If the truth be told, despite becoming more media savvy as time went by, she was as manipulated as it is possible for anyone to be - by money-men, PR agents and TV producers.

For many of us, the most poignant part of her all-too-short story was not the ups and downs of celebrity life, but the way it all came to such an abrupt end. In an age where we don't much like to discuss or even acknowledge death, the passing of someone so young and full of passion is sobering.

Again, we like to think that we are in control of our personal destinies, that Father Time has his watch conveniently synched to ours. But as John Lennon put it, "life is what happens when you're busy planning something else."

We may talk of prolonging life through anti-ageing treatments, bio-enhancement techniques and even cryogenics, but life remains a fragile, precious gift and we should never treat it lightly.

Which is why, even for the least religious among us, these days of Easter should not be seen as mere holidays, but as "holy days".


Ours is an age where it seems that the sacred is slowly being eroded from every part of life. Yet surely there is value for each of us in this rare opportunity for reflection and renewal.

Easter is, after all, the commemoration of a death -- the brutal and mostly unexpected death of a young man who showed enormous promise but who was, as prophets had foretold, cut down in his prime.

Easter is a reminder of the certainty and unpredictability of death. It recalls for us the words of the biblical Ecclesiastes, "There is a season for everything under heaven." There is a time to be born, it says, as well as a time to die.

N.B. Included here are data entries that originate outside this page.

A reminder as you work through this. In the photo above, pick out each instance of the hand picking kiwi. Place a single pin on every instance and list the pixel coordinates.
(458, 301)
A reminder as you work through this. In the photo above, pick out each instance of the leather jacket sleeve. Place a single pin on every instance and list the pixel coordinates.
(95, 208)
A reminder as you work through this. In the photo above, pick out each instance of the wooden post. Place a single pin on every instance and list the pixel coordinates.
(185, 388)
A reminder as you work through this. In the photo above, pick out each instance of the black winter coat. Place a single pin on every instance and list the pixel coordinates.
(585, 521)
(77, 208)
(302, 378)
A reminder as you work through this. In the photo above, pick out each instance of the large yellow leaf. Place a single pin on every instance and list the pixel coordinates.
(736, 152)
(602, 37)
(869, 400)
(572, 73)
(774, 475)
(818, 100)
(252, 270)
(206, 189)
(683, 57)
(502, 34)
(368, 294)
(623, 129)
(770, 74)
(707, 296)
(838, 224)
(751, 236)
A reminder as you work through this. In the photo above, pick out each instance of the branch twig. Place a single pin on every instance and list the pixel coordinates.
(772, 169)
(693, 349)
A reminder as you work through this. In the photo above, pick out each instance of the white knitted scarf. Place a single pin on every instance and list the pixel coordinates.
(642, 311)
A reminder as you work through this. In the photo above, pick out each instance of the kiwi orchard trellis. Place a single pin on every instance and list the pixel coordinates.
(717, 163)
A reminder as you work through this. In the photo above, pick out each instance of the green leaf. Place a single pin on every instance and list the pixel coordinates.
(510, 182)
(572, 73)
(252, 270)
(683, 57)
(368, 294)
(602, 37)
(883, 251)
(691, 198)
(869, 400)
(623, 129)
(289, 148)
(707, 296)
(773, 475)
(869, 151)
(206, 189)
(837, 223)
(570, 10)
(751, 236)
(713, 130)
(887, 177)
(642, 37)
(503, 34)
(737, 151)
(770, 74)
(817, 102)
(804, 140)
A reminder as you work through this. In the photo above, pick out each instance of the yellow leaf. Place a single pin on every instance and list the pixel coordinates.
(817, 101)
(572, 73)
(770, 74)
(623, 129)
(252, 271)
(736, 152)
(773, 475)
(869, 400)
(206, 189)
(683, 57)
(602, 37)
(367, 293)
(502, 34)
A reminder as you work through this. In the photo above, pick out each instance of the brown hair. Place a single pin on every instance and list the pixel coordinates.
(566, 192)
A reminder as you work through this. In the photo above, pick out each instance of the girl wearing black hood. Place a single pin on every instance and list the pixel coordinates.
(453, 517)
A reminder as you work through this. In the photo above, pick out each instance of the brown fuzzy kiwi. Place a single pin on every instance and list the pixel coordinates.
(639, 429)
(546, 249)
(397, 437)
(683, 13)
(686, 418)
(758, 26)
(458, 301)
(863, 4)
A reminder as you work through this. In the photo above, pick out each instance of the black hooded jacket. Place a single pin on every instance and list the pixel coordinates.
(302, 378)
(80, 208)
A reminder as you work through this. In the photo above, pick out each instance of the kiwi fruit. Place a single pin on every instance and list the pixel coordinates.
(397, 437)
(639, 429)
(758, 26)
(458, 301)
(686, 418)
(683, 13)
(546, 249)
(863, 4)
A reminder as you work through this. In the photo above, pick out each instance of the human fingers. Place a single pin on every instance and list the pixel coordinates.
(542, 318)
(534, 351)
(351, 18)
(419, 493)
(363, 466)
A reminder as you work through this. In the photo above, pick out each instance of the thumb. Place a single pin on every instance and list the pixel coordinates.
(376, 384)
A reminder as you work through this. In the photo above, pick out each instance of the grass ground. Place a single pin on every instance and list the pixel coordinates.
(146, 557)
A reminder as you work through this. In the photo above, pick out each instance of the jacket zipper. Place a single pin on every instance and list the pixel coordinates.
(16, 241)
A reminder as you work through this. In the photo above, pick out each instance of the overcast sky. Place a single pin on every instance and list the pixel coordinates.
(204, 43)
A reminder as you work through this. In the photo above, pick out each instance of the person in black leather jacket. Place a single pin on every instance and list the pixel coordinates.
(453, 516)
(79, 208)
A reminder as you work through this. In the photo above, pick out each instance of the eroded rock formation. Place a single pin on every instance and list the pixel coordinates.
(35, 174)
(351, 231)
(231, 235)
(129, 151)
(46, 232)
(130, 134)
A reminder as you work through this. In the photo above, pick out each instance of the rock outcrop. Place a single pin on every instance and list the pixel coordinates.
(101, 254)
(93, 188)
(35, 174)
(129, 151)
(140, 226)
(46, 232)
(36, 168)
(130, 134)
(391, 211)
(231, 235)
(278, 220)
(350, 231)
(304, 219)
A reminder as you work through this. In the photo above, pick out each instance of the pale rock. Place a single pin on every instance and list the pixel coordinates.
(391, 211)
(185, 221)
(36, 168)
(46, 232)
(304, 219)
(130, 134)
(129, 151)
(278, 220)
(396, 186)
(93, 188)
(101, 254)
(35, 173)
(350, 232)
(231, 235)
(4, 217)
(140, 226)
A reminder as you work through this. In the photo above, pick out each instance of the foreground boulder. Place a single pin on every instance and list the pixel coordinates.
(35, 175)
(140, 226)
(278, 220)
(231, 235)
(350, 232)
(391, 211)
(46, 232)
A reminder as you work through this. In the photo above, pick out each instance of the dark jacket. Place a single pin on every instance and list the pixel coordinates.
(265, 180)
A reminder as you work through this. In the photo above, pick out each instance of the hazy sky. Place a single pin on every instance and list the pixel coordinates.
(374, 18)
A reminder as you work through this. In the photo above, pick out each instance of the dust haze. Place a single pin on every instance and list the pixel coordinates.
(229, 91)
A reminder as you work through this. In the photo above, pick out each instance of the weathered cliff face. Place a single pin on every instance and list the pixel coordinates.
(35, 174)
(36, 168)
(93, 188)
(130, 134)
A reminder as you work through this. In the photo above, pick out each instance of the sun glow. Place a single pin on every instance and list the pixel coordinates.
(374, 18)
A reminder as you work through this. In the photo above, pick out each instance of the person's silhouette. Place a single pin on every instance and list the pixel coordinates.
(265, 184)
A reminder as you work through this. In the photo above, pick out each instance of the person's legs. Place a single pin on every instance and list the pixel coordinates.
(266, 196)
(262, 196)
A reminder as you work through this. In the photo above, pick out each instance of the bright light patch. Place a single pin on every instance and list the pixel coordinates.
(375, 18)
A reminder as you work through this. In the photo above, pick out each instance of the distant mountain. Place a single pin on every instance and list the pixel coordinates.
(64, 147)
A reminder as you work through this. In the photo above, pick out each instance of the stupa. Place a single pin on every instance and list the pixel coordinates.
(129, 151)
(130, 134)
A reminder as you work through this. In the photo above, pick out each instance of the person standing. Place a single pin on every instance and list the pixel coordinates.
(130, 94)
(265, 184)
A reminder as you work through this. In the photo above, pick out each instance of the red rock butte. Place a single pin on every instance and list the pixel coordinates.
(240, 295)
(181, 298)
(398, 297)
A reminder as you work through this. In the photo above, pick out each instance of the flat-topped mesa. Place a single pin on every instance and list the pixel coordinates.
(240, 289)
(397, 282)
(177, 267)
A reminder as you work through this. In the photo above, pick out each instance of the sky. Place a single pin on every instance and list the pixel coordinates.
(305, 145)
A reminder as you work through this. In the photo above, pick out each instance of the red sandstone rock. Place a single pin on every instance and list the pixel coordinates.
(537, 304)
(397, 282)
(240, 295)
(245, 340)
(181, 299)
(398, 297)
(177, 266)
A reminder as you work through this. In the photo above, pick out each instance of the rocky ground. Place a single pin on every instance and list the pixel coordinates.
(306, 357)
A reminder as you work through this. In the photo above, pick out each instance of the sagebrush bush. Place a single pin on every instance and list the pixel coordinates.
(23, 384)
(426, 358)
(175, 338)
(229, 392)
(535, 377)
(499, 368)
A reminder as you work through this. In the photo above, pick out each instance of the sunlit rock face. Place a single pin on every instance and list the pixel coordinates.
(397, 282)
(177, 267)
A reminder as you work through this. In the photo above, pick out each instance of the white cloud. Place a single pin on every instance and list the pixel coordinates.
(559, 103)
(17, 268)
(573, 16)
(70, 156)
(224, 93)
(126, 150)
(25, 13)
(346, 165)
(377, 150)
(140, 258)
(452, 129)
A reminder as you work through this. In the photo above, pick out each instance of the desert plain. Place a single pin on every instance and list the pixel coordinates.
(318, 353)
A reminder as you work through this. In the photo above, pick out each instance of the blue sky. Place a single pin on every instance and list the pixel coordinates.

Yet Easter is far from a morbid season.

It is an opportunity to reflect on the Christian hope of triumph springing out of tragedy; the concept that on the other side of life's tragedies, life's "wildcards", we can discover the wonders of resurrection, renewal and regeneration.

At the very least, Easter provides an opportunity to reflect, to call to mind all the good things we've been given in life - especially when we might be focussed most on what we've lost.

It's a time for restoration, of damaged relationships and hitherto lost opportunities.

And it's our chance to relate, spending quality time investing in the people who count most: family and friends.